Depuis 2004, la règle est la suivante : le taux du Livret A est révisé automatiquement, deux fois par an, sur la base d’une formule mathématique mêlant inflation et taux interbancaires. Dans les faits, c’est rarement le cas : c’est l’exécutif, en lien avec la Banque de France, qui fixe la rémunération de l’épargne réglementée. Au risque de déclencher, tous les six mois, une nouvelle polémique.
Jeudi 13 juillet 2023. Bruno Le Maire se présente au journal télévisé de TF1 pour annoncer la mauvaise nouvelle : le taux du Livret A, attendu à 4,10% en raison, notamment, de l’inflation, est maintenu à 3%. Et pas seulement pour 6 mois, mais pour 18 mois. En clair, pas touche au Livret A, ni à la hausse, ni à la baisse, avant février 2025, quel que soit le niveau de l’inflation. Logiquement, la réaction des épargnants n’est pas tendre. Un recours est même déposé devant le Conseil d’Etat, afin qu’il vérifie la légalité de ce choix.

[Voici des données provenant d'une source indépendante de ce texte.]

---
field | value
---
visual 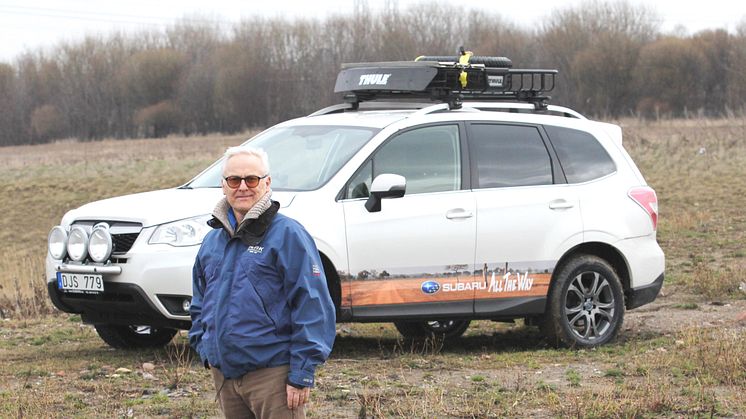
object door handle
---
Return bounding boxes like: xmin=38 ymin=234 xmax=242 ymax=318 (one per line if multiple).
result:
xmin=549 ymin=199 xmax=575 ymax=209
xmin=446 ymin=208 xmax=474 ymax=220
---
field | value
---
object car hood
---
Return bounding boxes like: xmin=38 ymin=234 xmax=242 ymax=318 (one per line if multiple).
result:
xmin=62 ymin=188 xmax=295 ymax=227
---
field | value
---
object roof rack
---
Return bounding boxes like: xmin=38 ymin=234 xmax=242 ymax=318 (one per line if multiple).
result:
xmin=334 ymin=50 xmax=557 ymax=110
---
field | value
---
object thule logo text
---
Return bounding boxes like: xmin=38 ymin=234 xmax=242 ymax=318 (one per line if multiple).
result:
xmin=357 ymin=74 xmax=391 ymax=86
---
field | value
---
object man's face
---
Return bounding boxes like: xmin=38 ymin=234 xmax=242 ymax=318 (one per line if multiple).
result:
xmin=222 ymin=154 xmax=272 ymax=222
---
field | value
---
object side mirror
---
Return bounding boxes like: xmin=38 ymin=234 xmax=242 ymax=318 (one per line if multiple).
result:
xmin=365 ymin=173 xmax=407 ymax=212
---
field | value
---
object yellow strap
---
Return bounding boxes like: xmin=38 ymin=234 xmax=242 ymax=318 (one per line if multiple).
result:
xmin=458 ymin=51 xmax=472 ymax=89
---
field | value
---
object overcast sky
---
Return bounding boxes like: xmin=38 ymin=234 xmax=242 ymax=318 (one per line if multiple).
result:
xmin=0 ymin=0 xmax=746 ymax=62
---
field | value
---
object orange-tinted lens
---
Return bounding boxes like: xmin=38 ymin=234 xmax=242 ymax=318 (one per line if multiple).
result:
xmin=225 ymin=176 xmax=261 ymax=189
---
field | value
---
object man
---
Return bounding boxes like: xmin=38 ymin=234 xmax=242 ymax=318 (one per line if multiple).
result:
xmin=189 ymin=147 xmax=335 ymax=418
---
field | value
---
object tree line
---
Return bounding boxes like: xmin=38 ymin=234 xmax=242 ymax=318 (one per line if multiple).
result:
xmin=0 ymin=1 xmax=746 ymax=146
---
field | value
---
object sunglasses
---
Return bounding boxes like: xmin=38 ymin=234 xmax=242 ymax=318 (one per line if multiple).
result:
xmin=223 ymin=174 xmax=269 ymax=189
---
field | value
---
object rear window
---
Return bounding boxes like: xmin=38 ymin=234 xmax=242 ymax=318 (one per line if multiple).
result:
xmin=469 ymin=124 xmax=552 ymax=189
xmin=544 ymin=126 xmax=616 ymax=183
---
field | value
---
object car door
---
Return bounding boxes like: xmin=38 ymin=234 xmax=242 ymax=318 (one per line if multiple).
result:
xmin=343 ymin=124 xmax=476 ymax=319
xmin=467 ymin=123 xmax=583 ymax=316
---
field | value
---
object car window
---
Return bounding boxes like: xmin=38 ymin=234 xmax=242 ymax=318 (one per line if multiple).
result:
xmin=187 ymin=125 xmax=378 ymax=191
xmin=347 ymin=125 xmax=461 ymax=198
xmin=469 ymin=124 xmax=553 ymax=188
xmin=544 ymin=125 xmax=616 ymax=183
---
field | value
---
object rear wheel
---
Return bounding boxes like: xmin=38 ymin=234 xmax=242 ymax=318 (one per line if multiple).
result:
xmin=541 ymin=255 xmax=624 ymax=348
xmin=94 ymin=324 xmax=177 ymax=349
xmin=394 ymin=320 xmax=470 ymax=339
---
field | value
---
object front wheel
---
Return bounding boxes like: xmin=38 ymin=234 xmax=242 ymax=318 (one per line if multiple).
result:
xmin=541 ymin=255 xmax=624 ymax=348
xmin=394 ymin=320 xmax=470 ymax=339
xmin=94 ymin=324 xmax=177 ymax=349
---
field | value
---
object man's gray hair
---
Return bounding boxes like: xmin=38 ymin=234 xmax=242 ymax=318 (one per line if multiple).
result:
xmin=223 ymin=145 xmax=269 ymax=176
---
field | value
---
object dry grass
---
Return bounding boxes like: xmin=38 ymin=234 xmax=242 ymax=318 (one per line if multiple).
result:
xmin=0 ymin=133 xmax=251 ymax=315
xmin=0 ymin=119 xmax=746 ymax=418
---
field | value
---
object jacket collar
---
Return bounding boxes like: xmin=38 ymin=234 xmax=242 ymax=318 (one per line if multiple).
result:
xmin=207 ymin=193 xmax=280 ymax=246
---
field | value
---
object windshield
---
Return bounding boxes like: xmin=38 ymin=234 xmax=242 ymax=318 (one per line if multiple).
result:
xmin=186 ymin=125 xmax=379 ymax=191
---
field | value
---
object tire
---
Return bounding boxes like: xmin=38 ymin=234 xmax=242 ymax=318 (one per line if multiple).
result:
xmin=394 ymin=320 xmax=471 ymax=339
xmin=540 ymin=255 xmax=624 ymax=348
xmin=94 ymin=324 xmax=177 ymax=349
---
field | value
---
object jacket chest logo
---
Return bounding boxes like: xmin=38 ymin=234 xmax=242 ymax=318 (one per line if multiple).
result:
xmin=246 ymin=246 xmax=264 ymax=253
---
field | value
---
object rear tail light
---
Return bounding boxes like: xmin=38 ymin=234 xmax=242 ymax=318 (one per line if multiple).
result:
xmin=627 ymin=186 xmax=658 ymax=230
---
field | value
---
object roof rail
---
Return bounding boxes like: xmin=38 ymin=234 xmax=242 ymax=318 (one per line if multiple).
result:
xmin=308 ymin=103 xmax=352 ymax=116
xmin=334 ymin=51 xmax=558 ymax=109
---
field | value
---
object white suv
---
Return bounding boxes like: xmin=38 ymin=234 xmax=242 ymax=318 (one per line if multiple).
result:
xmin=47 ymin=56 xmax=664 ymax=348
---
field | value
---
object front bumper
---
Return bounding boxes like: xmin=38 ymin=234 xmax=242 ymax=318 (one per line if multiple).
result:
xmin=46 ymin=227 xmax=199 ymax=329
xmin=47 ymin=282 xmax=191 ymax=329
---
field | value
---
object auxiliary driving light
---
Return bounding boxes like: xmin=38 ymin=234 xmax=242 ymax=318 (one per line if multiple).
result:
xmin=47 ymin=226 xmax=67 ymax=260
xmin=88 ymin=223 xmax=112 ymax=263
xmin=67 ymin=226 xmax=88 ymax=262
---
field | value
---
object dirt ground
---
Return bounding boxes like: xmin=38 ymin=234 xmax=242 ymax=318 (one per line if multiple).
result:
xmin=622 ymin=286 xmax=746 ymax=338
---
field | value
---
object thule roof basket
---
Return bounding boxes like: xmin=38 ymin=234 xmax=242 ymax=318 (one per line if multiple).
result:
xmin=334 ymin=52 xmax=557 ymax=109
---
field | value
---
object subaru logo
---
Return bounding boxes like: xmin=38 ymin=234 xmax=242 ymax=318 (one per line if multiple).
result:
xmin=421 ymin=281 xmax=440 ymax=294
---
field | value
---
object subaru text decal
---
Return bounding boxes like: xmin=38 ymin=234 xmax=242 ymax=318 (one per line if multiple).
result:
xmin=420 ymin=281 xmax=440 ymax=294
xmin=438 ymin=272 xmax=534 ymax=292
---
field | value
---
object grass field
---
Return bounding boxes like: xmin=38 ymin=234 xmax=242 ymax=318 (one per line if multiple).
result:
xmin=0 ymin=119 xmax=746 ymax=417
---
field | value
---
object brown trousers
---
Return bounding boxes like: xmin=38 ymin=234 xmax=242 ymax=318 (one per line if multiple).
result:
xmin=210 ymin=365 xmax=306 ymax=419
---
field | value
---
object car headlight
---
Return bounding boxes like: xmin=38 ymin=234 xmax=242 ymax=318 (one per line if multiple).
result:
xmin=148 ymin=214 xmax=212 ymax=246
xmin=67 ymin=226 xmax=88 ymax=262
xmin=47 ymin=226 xmax=67 ymax=260
xmin=88 ymin=223 xmax=112 ymax=263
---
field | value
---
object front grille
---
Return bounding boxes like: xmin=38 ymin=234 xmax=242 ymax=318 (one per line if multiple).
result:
xmin=111 ymin=233 xmax=140 ymax=255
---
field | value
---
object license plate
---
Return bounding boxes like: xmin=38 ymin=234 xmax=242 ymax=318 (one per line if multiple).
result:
xmin=57 ymin=272 xmax=104 ymax=294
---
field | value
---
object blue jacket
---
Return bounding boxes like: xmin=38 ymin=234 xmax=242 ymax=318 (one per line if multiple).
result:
xmin=189 ymin=203 xmax=336 ymax=387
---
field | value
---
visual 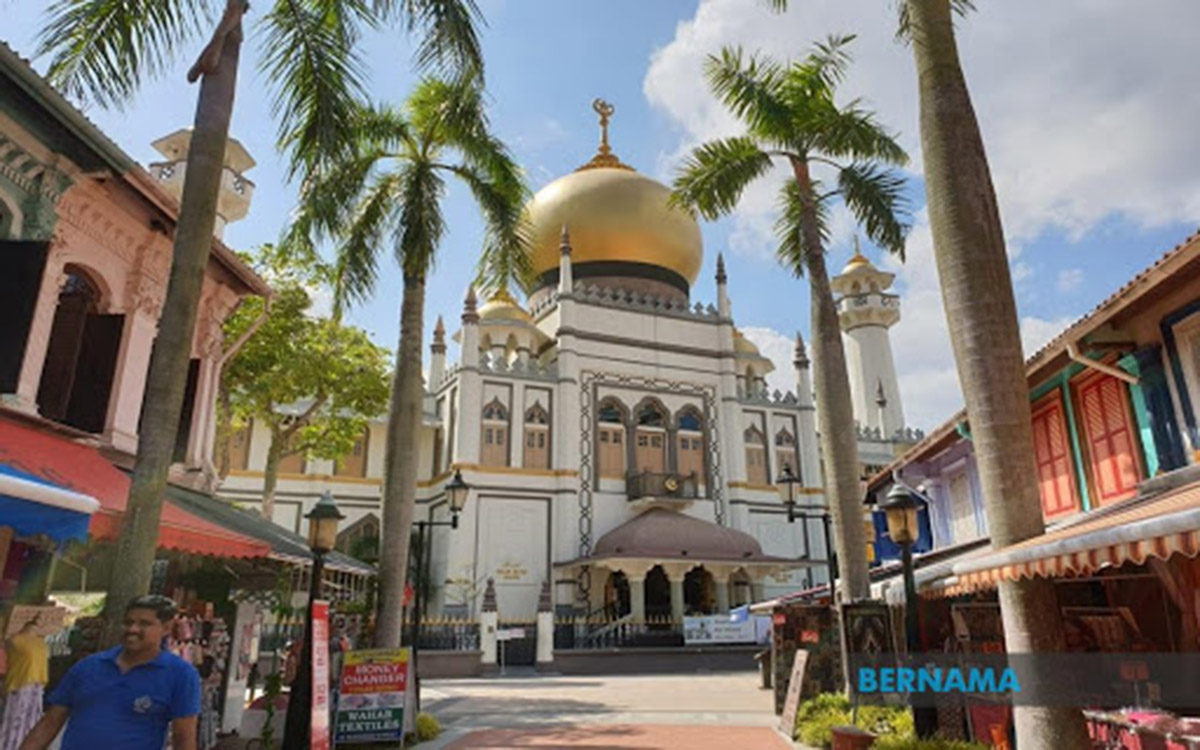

« Le taux du livret A à 3% peut-il être gelé jusqu’en 2025 ? »… La justice va devoir trancher
Exception faite de ce recours, l’épisode vécu cet été n’a rien d’inédit. Il est, en effet, fréquent que Bercy décide de décréter le taux du Livret A, en jouant avec la règle. Une règle, en particulier, fixée par un arrêté daté du 27 janvier 2021 (1) : le taux du Livret A – et par extension de ses satellites, le LDDS, le CEL et le LEP, sous certaines conditions – évolue deux fois par, en février et en août, en fonction du résultat d’une formule de calcul intégrant deux variables : l’inflation hors tabac et les taux courts interbancaires. En clair, la question de sa révision est, en principe, une simple affaire d’arithmétique. Or l’arithmétique était claire : étant donné la hausse des prix au 1er semestre 2023 et la moyenne semestrielle de l’€ster, le taux du Livret A aurait dû passer à 4,10% le 1er août.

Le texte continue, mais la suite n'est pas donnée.